[VDPAU] VDPAU HEVC example parser
Philip Langdale
philipl at overt.org
Sat Jun 13 21:13:06 PDT 2015
On Fri, 12 Jun 2015 19:55:11 -0700
Philip Langdale <philipl at overt.org> wrote:
> So, I built it and ran it, and I have two quick observations:
>
> 1) The frames themselves seems ok, so there's hope for my code.
>
> 2) The inability to display the frames correctly is exactly the same
> as my code. I see the top half of the frame stretched to the full
> height, and if I tell it to interpret it as a bottom field, it shows
> the bottom half (minus the lines at the bottom).
>
> I don't know why José was seeing something different, but this is the
> exact problem I've been talking about. It's simply not possible to
> display a decoded frame correctly - even if you manually de-interleave
> the two halfs, part of the data is lost in the alignment area between
> the two 'fields' and cannot be recovered by an application.
Ok, I can now report on some of what I've been able to learn in terms
of correctly populating the picture info.
1) NumShortTermPictureSliceHeaderBits
This is documented as:
/** Section 7.6.3.1 of the H.265/HEVC Specification defines the
syntax of the slice_segment_header. This header contains
information that some VDPAU implementations may choose to skip. The
VDPAU API requires client applications to track the number of bits
used in the slice header for structures associated with short term
and long term reference pictures. First, VDPAU requires the number
of bits used by the short_term_ref_pic_set array in the
slice_segment_header. */
but it turns out that this value needs to track the entire if/else
block described in the spec, not just the case where
short_term_ref_pic_set_sps_flag is false, which is what it sounds like.
If that flag is true, there is no rps in the slice header - rather some
bits are used to indicate which sps rps is used, and those bits must be
counted here.
This is in sharp contrast to dxva which doesn't count those bits and
ignores this bit count if the flag is true.
The documentation needs to be explicit about this - it's not at all
obvious, even in retrospect.
2) IsLongTerm for reference frames
The example app doesn't set IsLongTerm at all, for any reference,
regardless of whether it's long term or not.
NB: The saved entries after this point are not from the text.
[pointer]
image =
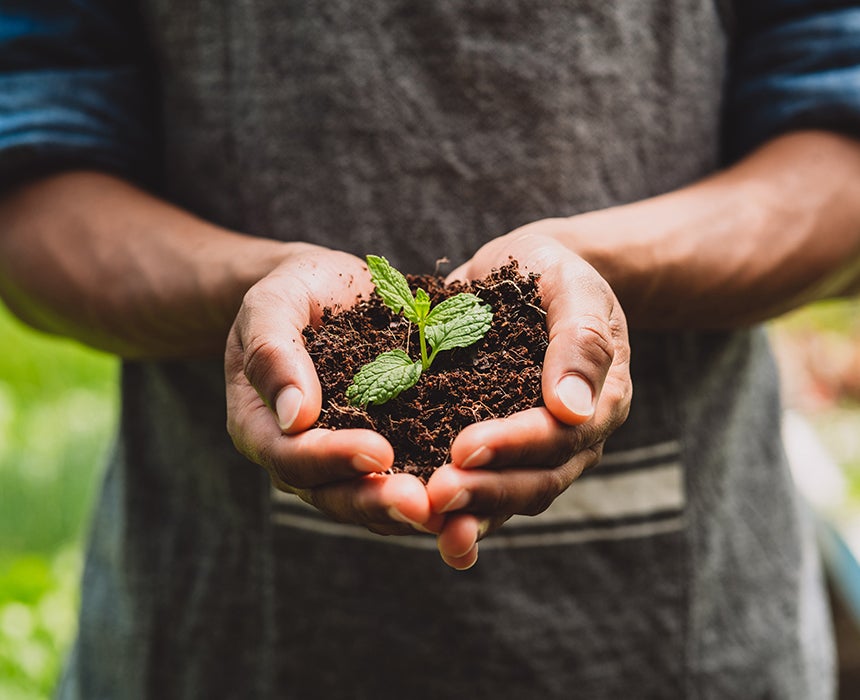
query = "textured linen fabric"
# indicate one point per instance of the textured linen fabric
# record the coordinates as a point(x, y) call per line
point(680, 567)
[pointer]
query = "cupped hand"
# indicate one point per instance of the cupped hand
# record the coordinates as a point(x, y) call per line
point(520, 464)
point(274, 397)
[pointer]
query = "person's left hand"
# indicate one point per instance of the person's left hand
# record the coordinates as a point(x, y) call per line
point(520, 464)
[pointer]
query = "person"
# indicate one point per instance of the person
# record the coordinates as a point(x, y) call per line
point(181, 178)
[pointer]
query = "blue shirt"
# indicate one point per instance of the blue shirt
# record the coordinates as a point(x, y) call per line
point(76, 87)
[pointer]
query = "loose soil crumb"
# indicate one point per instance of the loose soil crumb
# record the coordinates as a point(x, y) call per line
point(494, 378)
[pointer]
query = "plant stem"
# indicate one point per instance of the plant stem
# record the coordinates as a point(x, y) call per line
point(425, 363)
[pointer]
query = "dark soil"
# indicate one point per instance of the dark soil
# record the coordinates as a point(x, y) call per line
point(496, 377)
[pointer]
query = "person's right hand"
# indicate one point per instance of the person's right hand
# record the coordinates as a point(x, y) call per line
point(274, 397)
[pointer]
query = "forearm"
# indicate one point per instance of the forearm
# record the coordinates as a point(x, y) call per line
point(777, 230)
point(89, 256)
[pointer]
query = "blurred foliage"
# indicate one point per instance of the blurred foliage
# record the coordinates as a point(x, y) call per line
point(818, 348)
point(58, 404)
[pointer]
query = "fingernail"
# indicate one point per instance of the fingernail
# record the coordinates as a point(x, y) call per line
point(575, 393)
point(287, 406)
point(472, 550)
point(366, 463)
point(460, 500)
point(478, 458)
point(395, 514)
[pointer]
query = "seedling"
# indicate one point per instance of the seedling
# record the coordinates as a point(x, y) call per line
point(456, 322)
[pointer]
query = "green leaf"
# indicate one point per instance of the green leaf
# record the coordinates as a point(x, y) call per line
point(452, 308)
point(462, 330)
point(392, 287)
point(383, 379)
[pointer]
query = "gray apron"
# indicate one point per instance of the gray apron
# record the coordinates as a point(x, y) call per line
point(679, 568)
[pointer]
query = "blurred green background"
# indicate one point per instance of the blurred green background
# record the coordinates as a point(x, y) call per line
point(58, 408)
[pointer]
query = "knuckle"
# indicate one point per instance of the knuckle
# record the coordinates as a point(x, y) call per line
point(261, 356)
point(598, 339)
point(551, 484)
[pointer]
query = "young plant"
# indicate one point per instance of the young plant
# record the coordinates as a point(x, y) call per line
point(456, 322)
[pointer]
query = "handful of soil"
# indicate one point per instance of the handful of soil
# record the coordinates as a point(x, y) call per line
point(496, 377)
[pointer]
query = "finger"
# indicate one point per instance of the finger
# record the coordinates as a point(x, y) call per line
point(507, 492)
point(582, 346)
point(376, 499)
point(267, 347)
point(531, 438)
point(458, 541)
point(306, 459)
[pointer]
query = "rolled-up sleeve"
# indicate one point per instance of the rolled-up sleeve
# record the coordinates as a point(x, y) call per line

Well great. If I set it,
which I did, of course, then I see glitches on frames with long term
references. When I comment that out of my code, the frames are rendered
correctly. Oh dear. Either the driver needs to keep working if the flag
is set or the flag needs to be removed from the API, or there are sure
to be differences between implementations.
I can see why this flag would be pointless as the information could be
derived from RefPicSetLtCurr. But either way, something needs to change.
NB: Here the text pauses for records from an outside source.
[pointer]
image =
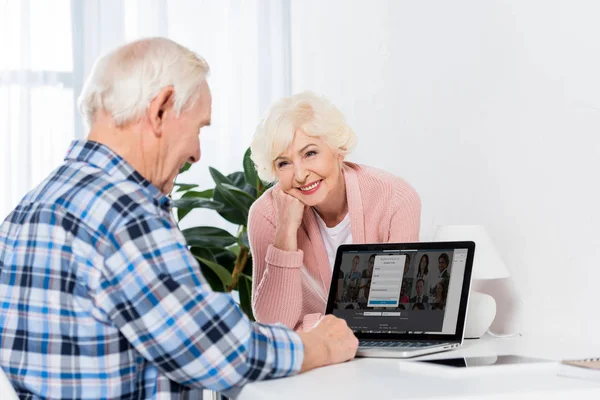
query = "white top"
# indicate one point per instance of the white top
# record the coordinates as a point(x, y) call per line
point(334, 237)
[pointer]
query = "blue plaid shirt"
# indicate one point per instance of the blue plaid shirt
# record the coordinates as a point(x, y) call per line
point(101, 297)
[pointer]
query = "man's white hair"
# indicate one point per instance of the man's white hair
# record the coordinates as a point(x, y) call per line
point(312, 113)
point(124, 82)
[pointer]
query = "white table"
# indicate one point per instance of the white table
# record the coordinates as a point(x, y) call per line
point(370, 378)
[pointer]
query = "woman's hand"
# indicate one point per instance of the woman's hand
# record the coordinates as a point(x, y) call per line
point(290, 211)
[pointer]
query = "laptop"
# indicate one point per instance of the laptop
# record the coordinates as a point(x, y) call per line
point(403, 299)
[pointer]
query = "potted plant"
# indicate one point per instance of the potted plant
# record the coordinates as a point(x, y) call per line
point(225, 259)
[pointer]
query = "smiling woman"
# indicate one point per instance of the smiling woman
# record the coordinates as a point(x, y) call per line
point(319, 202)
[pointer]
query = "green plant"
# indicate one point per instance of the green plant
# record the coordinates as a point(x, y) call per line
point(225, 259)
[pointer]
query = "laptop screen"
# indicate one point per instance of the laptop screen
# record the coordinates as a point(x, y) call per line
point(400, 291)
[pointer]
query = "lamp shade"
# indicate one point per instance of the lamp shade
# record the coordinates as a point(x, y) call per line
point(487, 263)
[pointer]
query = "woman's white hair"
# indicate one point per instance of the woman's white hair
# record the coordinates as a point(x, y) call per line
point(124, 82)
point(312, 113)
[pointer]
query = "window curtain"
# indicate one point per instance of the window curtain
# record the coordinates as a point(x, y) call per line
point(50, 47)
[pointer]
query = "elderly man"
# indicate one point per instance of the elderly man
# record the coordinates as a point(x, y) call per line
point(100, 296)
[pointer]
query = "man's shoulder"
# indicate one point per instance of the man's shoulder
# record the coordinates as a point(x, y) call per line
point(92, 196)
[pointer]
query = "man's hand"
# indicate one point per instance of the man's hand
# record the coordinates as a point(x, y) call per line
point(329, 342)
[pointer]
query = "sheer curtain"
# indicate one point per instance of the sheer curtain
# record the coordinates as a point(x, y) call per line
point(48, 48)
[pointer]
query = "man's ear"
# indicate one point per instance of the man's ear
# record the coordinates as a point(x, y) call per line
point(159, 106)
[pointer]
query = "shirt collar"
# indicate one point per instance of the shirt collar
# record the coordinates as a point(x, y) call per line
point(103, 157)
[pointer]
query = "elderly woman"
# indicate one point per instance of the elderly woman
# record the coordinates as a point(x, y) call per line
point(319, 202)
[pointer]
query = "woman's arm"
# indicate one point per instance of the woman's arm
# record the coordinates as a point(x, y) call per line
point(405, 222)
point(276, 276)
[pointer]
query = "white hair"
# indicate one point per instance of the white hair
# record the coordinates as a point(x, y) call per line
point(124, 82)
point(312, 113)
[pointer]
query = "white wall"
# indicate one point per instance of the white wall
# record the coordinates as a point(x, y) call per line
point(492, 111)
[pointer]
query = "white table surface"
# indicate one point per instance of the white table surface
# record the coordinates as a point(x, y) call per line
point(370, 378)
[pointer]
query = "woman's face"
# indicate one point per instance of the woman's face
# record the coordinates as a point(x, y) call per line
point(439, 292)
point(309, 170)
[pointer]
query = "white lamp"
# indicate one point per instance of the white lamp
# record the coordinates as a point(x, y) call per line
point(487, 264)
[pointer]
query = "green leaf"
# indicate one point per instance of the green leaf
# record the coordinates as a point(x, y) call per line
point(250, 170)
point(234, 201)
point(245, 288)
point(189, 203)
point(226, 258)
point(185, 168)
point(248, 267)
point(239, 180)
point(183, 209)
point(229, 212)
point(221, 272)
point(219, 177)
point(182, 187)
point(205, 194)
point(211, 277)
point(235, 249)
point(208, 236)
point(243, 193)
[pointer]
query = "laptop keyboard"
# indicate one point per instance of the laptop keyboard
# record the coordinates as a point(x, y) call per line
point(387, 343)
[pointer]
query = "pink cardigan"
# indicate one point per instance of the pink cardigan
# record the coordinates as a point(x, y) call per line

3) Even after all that, I still see glitches in many samples - some of
which are the same in both my code and the example app, and some of
which are unique to one or the other (oh dear).
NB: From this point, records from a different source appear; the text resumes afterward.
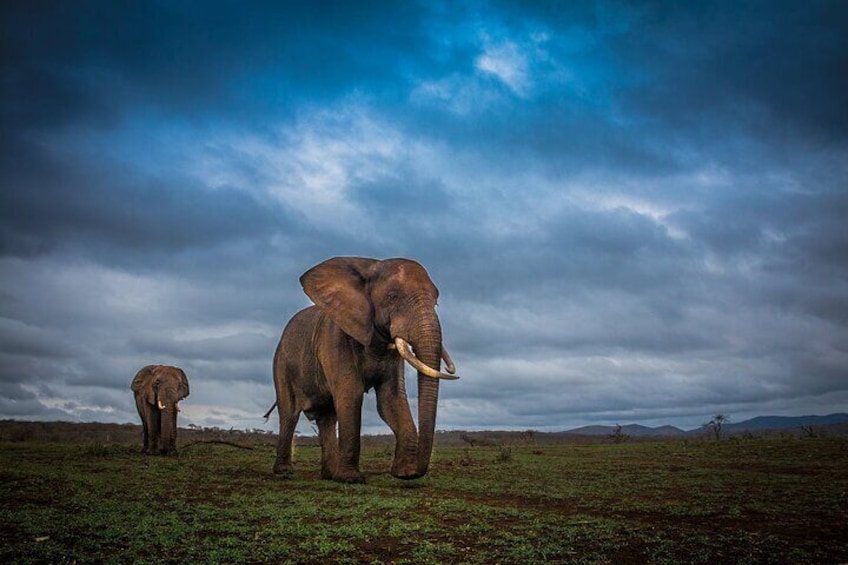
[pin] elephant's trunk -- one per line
(427, 343)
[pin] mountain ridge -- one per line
(758, 423)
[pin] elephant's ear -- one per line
(144, 383)
(183, 390)
(338, 287)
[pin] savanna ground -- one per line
(777, 500)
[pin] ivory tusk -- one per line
(449, 366)
(406, 352)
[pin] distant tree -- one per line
(467, 439)
(714, 426)
(617, 435)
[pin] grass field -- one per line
(682, 501)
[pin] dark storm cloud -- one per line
(633, 211)
(56, 202)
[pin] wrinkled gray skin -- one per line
(157, 390)
(330, 354)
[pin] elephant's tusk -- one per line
(449, 366)
(406, 352)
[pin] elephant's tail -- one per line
(271, 409)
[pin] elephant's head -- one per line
(166, 387)
(385, 304)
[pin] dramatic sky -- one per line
(635, 212)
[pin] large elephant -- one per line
(369, 315)
(157, 390)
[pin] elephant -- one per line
(368, 317)
(157, 390)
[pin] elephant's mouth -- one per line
(409, 356)
(163, 406)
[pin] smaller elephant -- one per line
(157, 390)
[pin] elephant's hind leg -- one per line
(285, 441)
(329, 445)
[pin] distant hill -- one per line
(633, 430)
(758, 424)
(762, 423)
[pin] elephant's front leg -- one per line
(393, 408)
(329, 445)
(155, 430)
(349, 413)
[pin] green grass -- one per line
(683, 501)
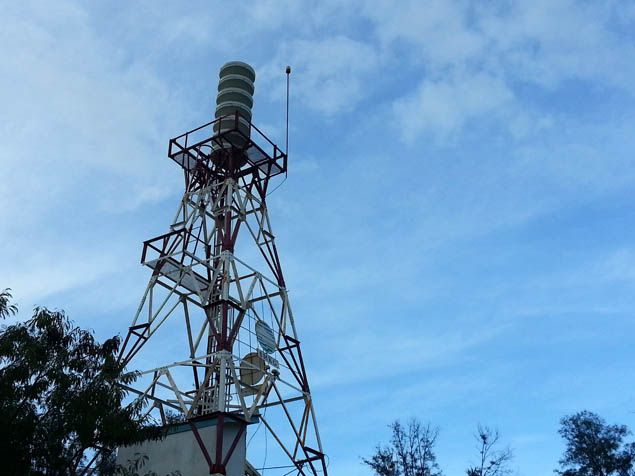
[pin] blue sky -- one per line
(457, 225)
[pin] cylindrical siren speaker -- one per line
(235, 98)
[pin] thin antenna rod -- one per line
(286, 146)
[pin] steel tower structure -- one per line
(218, 291)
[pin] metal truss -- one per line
(230, 321)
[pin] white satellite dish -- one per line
(265, 337)
(252, 369)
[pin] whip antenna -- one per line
(286, 145)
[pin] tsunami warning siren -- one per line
(238, 394)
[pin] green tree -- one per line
(410, 452)
(60, 398)
(491, 460)
(595, 448)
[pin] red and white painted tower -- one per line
(218, 295)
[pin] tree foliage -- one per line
(410, 452)
(595, 448)
(492, 461)
(59, 396)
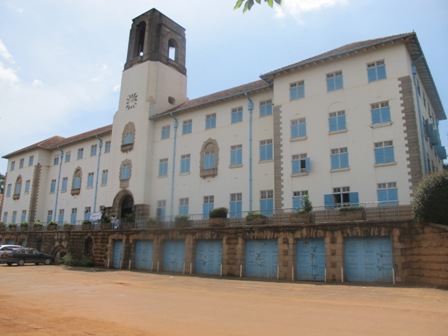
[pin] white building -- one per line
(355, 125)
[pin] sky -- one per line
(61, 60)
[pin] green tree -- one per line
(431, 199)
(249, 3)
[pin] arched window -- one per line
(209, 159)
(76, 182)
(17, 187)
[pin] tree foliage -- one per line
(249, 3)
(431, 199)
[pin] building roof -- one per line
(409, 39)
(58, 142)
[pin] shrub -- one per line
(219, 213)
(431, 199)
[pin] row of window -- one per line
(335, 80)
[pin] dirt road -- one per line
(54, 300)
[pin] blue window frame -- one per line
(265, 108)
(104, 176)
(300, 164)
(236, 205)
(266, 150)
(209, 160)
(298, 199)
(210, 121)
(187, 126)
(165, 132)
(53, 186)
(380, 113)
(184, 206)
(163, 167)
(207, 206)
(90, 180)
(376, 71)
(185, 164)
(73, 216)
(339, 158)
(387, 194)
(107, 147)
(64, 184)
(297, 90)
(267, 202)
(384, 152)
(336, 121)
(236, 155)
(298, 128)
(237, 115)
(335, 81)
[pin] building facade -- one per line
(357, 125)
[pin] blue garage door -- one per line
(208, 257)
(118, 247)
(368, 259)
(262, 258)
(144, 254)
(173, 255)
(310, 259)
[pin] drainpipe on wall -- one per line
(420, 117)
(172, 171)
(57, 184)
(100, 145)
(250, 106)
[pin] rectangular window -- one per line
(185, 164)
(210, 121)
(207, 206)
(209, 160)
(298, 199)
(265, 108)
(61, 217)
(267, 202)
(87, 212)
(266, 150)
(64, 184)
(339, 158)
(165, 132)
(376, 71)
(236, 155)
(237, 115)
(334, 81)
(161, 209)
(23, 217)
(236, 205)
(73, 215)
(297, 90)
(300, 164)
(27, 186)
(104, 175)
(49, 216)
(53, 186)
(187, 126)
(90, 180)
(380, 113)
(336, 121)
(93, 149)
(184, 204)
(298, 128)
(384, 152)
(163, 167)
(107, 147)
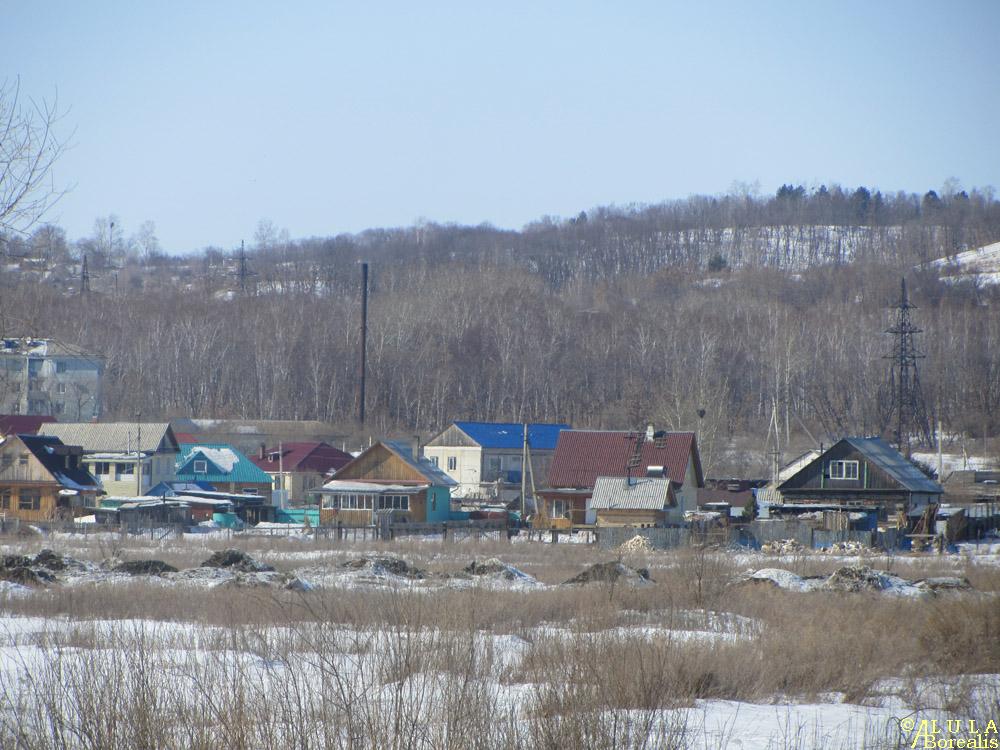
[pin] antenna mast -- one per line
(904, 381)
I'll call out one that's interesting.
http://fate-suite.ffmpeg.org/hevc-conformance/LTRPSPS_A_Qualcomm_1.bit
In this sample, the frame with POC 223 is glitched in the same way for
both applications. This frame has a long term reference to POC 192 and
what you can see, visually, is parts of POC 192 showing up, but clearly
not in the right way. There are quite a few other glitched frames in
this sample, and they may or may not be the same problem.